Kindred Spirits: Brandy, Cognac, Armagnac, and Calvados
Brandy has been described as wine taken to the next level. Less sweet than schnapps or wine but much more robust, a great brandy can serve as a unique after-dinner drink to enjoy alone or with a cigar.
Brandy is made all over the world from Armenia to South America, Germany and France. And while French cognac is the most famous worldwide, there are many other tempting alternatives to explore for those venturing into this world of "super wines" for the first time.
Germany, France, and the United States are known for un-aged fruit brandies in flavors such as kirsch (cherry), framboise (raspberry), poire (pear), pomme (apple), and prunelle (blue plum). These brandies are made from whole fruit, resulting in a robust fruit aroma.

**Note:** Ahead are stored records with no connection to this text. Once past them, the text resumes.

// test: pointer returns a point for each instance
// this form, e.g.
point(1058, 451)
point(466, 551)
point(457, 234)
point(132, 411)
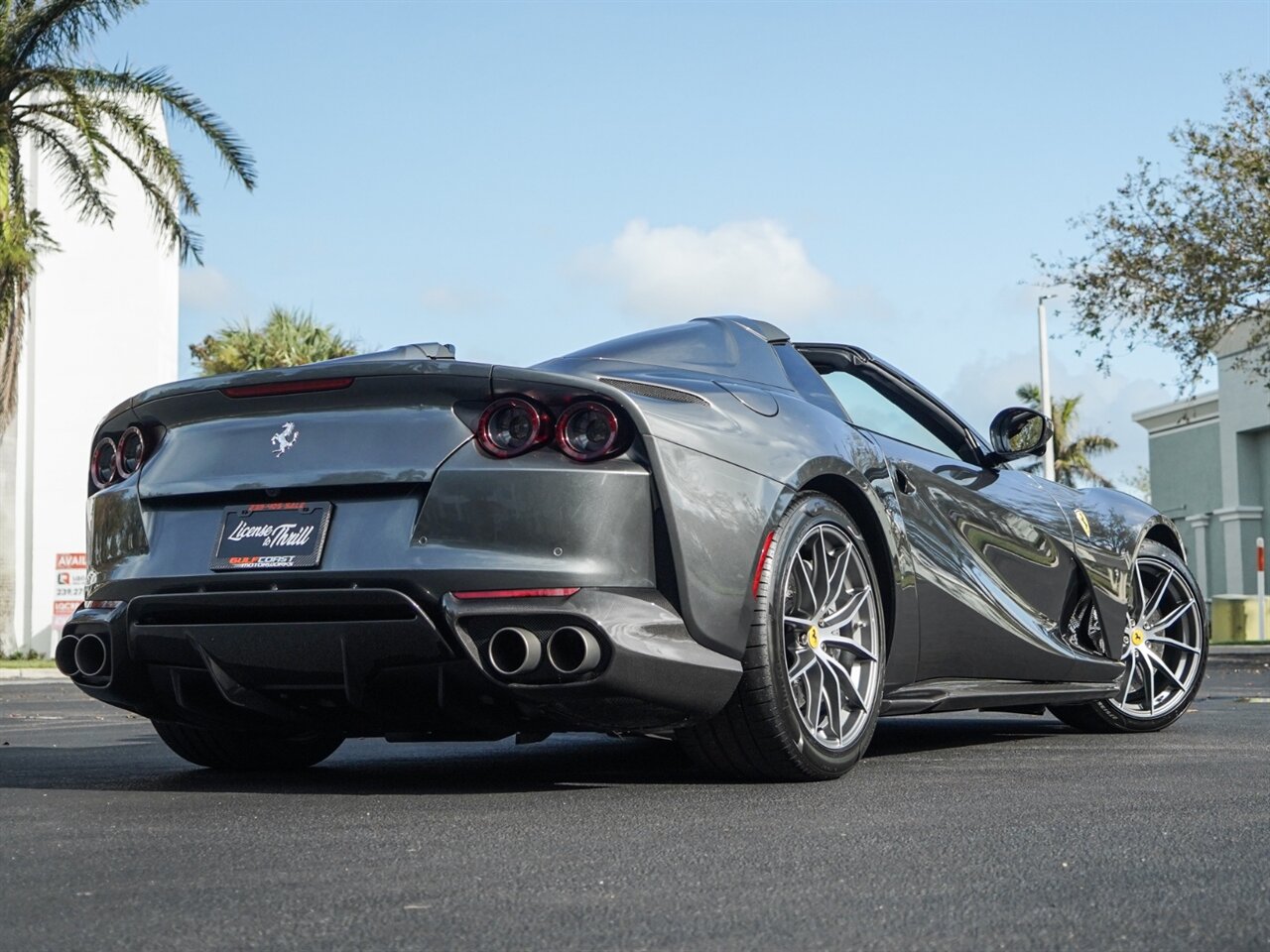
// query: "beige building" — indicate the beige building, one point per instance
point(103, 326)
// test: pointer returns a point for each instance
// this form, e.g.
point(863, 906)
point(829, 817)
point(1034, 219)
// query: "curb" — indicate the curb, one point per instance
point(1259, 651)
point(48, 675)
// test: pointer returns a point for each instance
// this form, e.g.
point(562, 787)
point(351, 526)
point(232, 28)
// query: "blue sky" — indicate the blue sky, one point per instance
point(524, 179)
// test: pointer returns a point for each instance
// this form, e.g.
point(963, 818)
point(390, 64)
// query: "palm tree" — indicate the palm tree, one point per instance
point(289, 338)
point(1071, 451)
point(85, 119)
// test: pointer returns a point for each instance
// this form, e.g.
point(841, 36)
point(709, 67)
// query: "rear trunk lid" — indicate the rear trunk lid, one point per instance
point(335, 424)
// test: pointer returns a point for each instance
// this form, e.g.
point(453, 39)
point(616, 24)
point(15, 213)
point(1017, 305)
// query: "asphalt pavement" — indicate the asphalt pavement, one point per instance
point(961, 832)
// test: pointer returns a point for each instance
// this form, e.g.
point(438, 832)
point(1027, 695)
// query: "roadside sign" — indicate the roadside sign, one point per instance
point(71, 567)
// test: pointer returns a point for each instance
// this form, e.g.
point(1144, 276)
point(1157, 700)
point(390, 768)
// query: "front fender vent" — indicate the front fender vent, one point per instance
point(653, 391)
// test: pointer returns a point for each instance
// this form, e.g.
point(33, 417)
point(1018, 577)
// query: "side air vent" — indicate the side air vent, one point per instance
point(653, 391)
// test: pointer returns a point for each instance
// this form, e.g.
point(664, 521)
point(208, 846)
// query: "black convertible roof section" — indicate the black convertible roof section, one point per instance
point(739, 348)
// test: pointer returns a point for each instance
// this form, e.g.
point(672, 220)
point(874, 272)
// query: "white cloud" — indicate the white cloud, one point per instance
point(206, 290)
point(456, 302)
point(753, 268)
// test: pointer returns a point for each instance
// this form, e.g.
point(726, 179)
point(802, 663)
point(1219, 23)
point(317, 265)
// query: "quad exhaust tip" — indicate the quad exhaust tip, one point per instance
point(515, 652)
point(572, 651)
point(64, 655)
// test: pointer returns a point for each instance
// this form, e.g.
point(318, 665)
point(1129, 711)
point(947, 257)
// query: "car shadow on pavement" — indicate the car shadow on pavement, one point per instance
point(372, 769)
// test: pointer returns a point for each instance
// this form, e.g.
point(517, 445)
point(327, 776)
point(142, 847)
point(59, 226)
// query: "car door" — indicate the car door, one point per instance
point(992, 548)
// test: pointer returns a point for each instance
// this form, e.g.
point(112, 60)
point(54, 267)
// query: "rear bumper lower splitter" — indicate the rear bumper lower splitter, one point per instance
point(371, 661)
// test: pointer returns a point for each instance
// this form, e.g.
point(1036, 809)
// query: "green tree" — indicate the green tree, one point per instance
point(85, 119)
point(1182, 261)
point(1072, 452)
point(289, 338)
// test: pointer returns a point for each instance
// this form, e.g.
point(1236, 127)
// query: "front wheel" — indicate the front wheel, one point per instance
point(1165, 651)
point(238, 751)
point(811, 690)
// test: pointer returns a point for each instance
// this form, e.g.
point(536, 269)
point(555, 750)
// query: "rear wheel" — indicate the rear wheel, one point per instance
point(238, 751)
point(811, 690)
point(1165, 651)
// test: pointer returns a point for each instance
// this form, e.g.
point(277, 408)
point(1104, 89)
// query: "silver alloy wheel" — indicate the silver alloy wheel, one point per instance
point(1162, 643)
point(830, 636)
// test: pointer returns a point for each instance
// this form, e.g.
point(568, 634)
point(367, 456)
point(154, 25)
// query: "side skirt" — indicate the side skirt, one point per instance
point(974, 693)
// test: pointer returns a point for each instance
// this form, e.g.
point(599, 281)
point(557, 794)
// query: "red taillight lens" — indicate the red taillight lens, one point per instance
point(289, 388)
point(511, 426)
point(130, 452)
point(588, 431)
point(100, 467)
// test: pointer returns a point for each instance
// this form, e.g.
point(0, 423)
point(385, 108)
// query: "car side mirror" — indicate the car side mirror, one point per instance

These “eau de vies," or waters of life, are un-aged and still fiery. But they make for pleasant additions to coffee. When combined with cream and sugar, the fruit flavor is preserved and the brandy is more approachable.
When Brandy Grows Up
The cognac is graded on an age system, starting with the youngest VS (very special) to "Imperial" grades of the oldest XOs (extra olds).
If you like a young, fruity, fiery cognac, or are planning to mix the cognac then choose a VS. If you like something mellow, most people gravitate toward a VSOP. The XOs, while very smooth and nice, are by far the most expensive with a starting cost of about $100 a bottle and going up into the thousands!
In the U.S., the most common and reliable brands of cognac include the houses of Remy Martin, Hennesey, Martell and Courvoisier. More difficult to find—but well worth the search—are the independent, small houses of France such as Maison Prunier.
But cognac is not the only brandy produced in France.
Like cognac, armagnac is a French grape brandy. But unlike cognac, armagnac is distilled only once rather than twice and is aged in black oak barrels rather than white oak.
Armagnac also tends to be less frequently blended, giving it an earthier, heartier style than the smoother lighter style of cognac.
The last great aged brandy of France is calvados from Normandy. This is apple country, and this brandy is made from apples rather than grapes.
According to legend, the Vikings drank calvados as long as 1000 years ago. It is distilled twice like cognac, yielding a smooth sipping brandy.
Combined, these brandies will always ensure France a place in the pantheon of great brandies. But in the end, all brandies are kindred spirits… robust distillations full of character.